The scripts all have a few common requirements, and individual scripts may have additional requirements and other information which can be found in the Docstrings.

  • These scripts require that pandas be installed within the Python environment you are running this script in.
  • Your API key should be stored in a file called gh_key in the same folder as these scripts.
  • Most scripts also require an orgs.txt or other text file used as input. Details can be found in the docstring for each script.
  • Most scripts require that a folder named "output" exists in this scripts directory, and csv output files will be stored there.

Scripts

Inclusivity Check

This script uses the GitHub GraphQL API to retrieve default branch name and code of conduct for each repo in a GitHub org for a very quick, but rudimentary inclusivity check.

Running the script

Requires orgs.txt

$python3 inclusivity_check.py

Repository Activity

These scripts demonstrate the difference in speed and rate limits between the GitHub REST API and the GraphQL API. The original REST script took hours to run across our 60+ GitHub orgs and had to be slowed down to avoid hitting the rate limit, while the GraphQL version, which gathers the same data, runs in less than 15 minutes without hitting any rate limits.

scripts/repo_activity.py
scripts/repo_activity_coc.py
scripts/repo_activity_REST.py

We used this script to gather basic data about the repositories found across dozens of an organization's GitHub orgs. We use this to understand whether projects are meeting our compliance requirements. We also use this script to find abandoned repos that have outlived their usefulness and should be archived.

Note: repo_activity_coc.py is mostly identical to repo_activity.py, but it adds info about the code of conduct. This is a separate script because the codeOfConduct object in the GraphQL API is a bit problematic and tends to time out when getting relatively small amounts of data.

Running the scripts

Requires orgs.txt

$python3 repo_activity.py

Sunset

This script uses the GitHub GraphQL API to Gather data to determine whether a repo can be archived. It retrieves relevant information about a repository, including forks to determine ownership and possibly contact people to understand how they are using a project.

As input, this script requires a GitHub URL for a repository or a csv file containing one repo_name,org_name pair per line.

Running the script

Run the script with one repo url as input

$python3 sunset.py -u "https://github.com/org_name/repo_name"

Run the script with a csv file containing one repo_name,org_name pair per line:

$python3 sunset.py -f sunset.csv

Monitoring

This script uses the GitHub GraphQL API to retrieve the pinned repos for each GitHub org listed in monitoring.txt and runs criticality score for each of those pinned repositories.

Running the script

Requires monitoring.txt

$python3 monitoring.py

Keyword by Repo with Optional Filter

The keyword_by_repo script uses the GitHub GraphQL API to retrieve relevant information about repositories mentioning certain keywords.
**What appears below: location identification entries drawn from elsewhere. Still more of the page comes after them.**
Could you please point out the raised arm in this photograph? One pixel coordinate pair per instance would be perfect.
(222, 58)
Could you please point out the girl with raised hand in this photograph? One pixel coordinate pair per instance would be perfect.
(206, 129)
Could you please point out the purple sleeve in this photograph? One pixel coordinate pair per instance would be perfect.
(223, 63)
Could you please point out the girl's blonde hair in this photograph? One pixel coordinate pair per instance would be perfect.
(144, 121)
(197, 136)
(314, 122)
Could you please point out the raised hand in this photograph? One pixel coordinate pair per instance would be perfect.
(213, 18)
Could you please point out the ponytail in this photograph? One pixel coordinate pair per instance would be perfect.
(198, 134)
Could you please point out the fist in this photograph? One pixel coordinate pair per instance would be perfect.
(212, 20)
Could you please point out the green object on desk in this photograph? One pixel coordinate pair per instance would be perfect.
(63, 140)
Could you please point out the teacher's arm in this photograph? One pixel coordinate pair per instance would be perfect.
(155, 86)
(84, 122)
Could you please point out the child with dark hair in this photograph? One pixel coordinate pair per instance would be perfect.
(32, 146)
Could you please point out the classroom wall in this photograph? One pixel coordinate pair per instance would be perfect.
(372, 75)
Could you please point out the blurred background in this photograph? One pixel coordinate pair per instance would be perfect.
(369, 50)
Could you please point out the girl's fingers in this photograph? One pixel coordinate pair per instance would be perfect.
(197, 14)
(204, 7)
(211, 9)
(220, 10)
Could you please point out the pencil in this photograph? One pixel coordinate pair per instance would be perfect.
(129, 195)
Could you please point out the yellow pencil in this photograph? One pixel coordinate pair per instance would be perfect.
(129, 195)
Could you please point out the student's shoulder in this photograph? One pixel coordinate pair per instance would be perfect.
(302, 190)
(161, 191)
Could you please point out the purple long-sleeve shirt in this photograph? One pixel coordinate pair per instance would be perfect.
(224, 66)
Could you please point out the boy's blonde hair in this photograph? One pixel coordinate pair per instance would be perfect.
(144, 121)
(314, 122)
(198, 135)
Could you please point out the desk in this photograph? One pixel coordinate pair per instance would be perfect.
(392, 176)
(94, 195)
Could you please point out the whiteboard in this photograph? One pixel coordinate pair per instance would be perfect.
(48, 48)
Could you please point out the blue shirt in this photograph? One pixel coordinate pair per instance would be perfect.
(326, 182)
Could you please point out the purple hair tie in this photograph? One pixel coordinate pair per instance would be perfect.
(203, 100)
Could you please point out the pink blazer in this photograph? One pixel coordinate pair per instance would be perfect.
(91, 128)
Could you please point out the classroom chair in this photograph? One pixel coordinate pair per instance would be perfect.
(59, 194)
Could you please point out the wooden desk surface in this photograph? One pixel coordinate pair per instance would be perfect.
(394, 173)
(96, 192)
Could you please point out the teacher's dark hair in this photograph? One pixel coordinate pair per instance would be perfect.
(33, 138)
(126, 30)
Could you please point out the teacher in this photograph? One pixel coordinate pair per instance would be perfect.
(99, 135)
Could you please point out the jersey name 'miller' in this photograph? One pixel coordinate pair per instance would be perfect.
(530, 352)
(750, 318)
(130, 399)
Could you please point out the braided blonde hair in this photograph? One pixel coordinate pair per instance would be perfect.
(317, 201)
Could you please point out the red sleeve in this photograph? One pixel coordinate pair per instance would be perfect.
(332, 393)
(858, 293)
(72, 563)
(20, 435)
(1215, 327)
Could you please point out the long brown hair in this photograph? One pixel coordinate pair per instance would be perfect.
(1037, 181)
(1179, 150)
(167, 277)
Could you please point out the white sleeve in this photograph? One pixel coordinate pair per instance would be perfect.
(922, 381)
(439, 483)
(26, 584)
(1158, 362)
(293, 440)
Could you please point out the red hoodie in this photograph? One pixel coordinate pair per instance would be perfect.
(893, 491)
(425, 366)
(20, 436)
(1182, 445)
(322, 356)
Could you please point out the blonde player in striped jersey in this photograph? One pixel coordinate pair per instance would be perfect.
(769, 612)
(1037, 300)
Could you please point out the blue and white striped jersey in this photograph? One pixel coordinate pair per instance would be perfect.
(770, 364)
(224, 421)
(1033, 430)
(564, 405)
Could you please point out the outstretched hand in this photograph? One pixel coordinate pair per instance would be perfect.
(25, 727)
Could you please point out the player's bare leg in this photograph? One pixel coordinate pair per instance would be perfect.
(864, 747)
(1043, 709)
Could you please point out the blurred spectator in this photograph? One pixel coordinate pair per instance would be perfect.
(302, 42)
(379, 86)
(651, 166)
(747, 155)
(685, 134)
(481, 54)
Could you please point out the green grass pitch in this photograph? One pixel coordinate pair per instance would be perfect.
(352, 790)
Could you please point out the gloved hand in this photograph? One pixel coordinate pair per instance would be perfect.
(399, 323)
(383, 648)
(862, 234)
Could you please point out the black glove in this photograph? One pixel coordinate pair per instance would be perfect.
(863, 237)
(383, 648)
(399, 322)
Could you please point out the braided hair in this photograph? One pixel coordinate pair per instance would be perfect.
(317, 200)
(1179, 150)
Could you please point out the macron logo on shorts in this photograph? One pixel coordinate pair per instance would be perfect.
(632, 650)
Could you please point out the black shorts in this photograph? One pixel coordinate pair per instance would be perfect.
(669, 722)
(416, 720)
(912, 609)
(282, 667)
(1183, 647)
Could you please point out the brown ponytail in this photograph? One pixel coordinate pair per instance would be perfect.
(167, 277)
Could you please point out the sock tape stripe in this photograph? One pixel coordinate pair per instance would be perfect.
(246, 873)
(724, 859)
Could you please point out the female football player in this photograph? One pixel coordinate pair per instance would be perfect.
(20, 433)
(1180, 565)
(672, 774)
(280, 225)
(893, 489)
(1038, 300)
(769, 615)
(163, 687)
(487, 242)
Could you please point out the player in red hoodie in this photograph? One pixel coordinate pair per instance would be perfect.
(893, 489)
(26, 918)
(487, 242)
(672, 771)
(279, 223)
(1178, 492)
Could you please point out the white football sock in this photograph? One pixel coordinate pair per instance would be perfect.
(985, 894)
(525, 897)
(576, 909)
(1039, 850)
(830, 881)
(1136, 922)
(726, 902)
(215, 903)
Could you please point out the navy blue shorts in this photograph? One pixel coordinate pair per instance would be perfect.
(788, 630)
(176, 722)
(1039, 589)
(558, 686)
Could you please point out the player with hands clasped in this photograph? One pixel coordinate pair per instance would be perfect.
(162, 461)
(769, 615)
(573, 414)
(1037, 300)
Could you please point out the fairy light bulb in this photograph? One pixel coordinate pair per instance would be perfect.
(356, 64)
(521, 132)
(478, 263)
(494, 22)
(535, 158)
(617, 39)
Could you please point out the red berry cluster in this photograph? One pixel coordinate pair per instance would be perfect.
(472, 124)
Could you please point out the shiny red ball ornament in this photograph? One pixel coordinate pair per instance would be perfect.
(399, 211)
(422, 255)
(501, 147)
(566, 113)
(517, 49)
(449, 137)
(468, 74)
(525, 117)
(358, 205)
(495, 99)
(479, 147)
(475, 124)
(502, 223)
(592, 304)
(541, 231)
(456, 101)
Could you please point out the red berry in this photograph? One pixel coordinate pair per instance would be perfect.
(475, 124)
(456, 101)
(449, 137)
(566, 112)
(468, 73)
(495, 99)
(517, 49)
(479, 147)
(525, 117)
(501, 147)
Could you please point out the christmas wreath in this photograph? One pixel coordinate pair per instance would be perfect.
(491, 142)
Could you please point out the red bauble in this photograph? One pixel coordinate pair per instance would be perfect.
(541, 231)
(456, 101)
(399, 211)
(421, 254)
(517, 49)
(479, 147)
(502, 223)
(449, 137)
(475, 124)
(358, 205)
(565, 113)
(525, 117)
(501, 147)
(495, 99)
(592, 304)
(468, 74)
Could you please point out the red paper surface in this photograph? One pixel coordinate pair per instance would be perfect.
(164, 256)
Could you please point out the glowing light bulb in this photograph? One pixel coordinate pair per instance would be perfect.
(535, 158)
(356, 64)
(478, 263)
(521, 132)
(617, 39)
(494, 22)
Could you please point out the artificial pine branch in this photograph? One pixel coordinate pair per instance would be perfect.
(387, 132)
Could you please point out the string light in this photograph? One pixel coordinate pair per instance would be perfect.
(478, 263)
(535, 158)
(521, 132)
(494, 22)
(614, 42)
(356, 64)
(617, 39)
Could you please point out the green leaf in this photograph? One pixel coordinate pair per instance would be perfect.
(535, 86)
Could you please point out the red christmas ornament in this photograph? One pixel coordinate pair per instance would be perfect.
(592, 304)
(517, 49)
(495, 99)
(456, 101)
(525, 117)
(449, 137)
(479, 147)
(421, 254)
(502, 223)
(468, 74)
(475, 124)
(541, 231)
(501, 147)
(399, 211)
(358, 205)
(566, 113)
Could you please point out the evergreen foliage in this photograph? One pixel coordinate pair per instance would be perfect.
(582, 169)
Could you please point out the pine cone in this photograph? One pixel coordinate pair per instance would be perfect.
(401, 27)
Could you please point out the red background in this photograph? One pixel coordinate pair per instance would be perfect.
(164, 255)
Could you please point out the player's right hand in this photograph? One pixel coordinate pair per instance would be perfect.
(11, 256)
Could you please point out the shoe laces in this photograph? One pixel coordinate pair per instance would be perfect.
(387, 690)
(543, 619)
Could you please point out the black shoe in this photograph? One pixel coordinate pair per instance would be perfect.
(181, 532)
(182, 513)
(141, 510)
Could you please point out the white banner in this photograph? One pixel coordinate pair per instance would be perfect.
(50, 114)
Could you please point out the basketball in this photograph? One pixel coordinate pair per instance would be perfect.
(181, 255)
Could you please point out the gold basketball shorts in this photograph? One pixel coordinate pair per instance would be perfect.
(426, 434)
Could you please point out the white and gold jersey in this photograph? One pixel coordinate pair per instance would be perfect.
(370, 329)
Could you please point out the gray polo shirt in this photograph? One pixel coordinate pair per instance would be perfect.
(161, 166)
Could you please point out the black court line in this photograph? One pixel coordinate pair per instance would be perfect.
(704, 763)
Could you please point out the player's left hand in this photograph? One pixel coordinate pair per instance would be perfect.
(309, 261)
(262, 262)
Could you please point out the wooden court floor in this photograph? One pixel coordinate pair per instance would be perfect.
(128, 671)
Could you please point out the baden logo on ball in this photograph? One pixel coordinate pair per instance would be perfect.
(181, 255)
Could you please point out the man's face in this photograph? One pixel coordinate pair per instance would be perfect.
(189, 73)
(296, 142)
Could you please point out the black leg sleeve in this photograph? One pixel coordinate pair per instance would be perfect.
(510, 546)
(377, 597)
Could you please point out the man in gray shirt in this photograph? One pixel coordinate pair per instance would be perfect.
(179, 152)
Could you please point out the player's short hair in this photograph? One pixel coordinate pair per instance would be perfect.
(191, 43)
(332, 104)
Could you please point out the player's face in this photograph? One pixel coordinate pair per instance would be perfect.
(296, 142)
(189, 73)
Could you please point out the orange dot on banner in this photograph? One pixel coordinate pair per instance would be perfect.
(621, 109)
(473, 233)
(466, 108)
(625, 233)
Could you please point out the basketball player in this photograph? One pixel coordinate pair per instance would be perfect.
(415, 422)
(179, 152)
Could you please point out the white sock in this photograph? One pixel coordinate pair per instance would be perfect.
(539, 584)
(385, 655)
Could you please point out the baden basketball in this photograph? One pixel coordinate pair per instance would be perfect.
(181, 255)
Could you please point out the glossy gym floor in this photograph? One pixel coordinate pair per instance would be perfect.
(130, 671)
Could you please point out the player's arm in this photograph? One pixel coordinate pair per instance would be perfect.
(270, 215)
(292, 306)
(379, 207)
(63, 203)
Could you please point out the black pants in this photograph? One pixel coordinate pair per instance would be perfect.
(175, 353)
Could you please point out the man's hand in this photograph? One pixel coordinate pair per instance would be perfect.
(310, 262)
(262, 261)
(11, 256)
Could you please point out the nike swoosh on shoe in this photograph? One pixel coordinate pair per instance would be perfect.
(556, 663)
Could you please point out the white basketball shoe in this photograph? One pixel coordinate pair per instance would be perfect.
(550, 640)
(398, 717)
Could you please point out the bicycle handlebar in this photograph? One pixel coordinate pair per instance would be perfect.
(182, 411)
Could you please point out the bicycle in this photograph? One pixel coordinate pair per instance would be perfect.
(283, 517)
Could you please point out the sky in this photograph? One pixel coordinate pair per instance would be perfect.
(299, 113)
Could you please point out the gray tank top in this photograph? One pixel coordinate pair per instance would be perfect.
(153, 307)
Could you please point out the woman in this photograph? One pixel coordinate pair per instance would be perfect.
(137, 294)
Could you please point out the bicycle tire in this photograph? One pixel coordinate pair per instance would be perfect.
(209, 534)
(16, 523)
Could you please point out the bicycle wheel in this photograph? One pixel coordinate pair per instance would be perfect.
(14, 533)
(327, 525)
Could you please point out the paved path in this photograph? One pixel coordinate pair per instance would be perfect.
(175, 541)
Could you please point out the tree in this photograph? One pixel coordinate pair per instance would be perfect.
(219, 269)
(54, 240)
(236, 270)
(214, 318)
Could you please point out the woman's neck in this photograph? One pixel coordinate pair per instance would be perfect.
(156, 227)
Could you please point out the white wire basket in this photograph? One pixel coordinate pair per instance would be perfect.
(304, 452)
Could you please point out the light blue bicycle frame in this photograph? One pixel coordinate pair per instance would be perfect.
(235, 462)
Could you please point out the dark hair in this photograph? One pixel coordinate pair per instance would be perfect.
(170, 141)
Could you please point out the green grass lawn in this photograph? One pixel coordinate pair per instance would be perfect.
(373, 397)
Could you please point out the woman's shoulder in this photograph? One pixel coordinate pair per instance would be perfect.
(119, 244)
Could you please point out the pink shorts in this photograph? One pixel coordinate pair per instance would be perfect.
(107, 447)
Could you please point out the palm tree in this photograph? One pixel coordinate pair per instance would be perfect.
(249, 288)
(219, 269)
The filter_keyword_by_org script uses the results from a keyword search and filters it based on a list of GitHub organizations.

As input, this script requires a file generated by the keyword_by_repo.py script. This is provided via a command line argument.

Running the scripts

keyword_by_repo requires keywords.txt

$python3 keyword_by_repo.py

filter_keyword_by_org requires output file from keyword_by_repo

$python3 filter_keyword_by_org.py /path/to/keyword_search_2022-07-26.csv

Mystery GitHub Organizations

We can use this script to gather basic data about GitHub orgs that we believe may have been created outside of our process by various employees across our business units. We gather the first few members of the org to help identify employees who can provide more details about the purpose of the org and how it is used.

scripts/mystery_orgs.py

However, since members are private by default, this script may not be as useful as just running repo_activity.py on those same orgs to also learn more about the repos and get better contact info from the commit data.

Running the script

Requires orgs.txt

$python3 mystery_orgs.py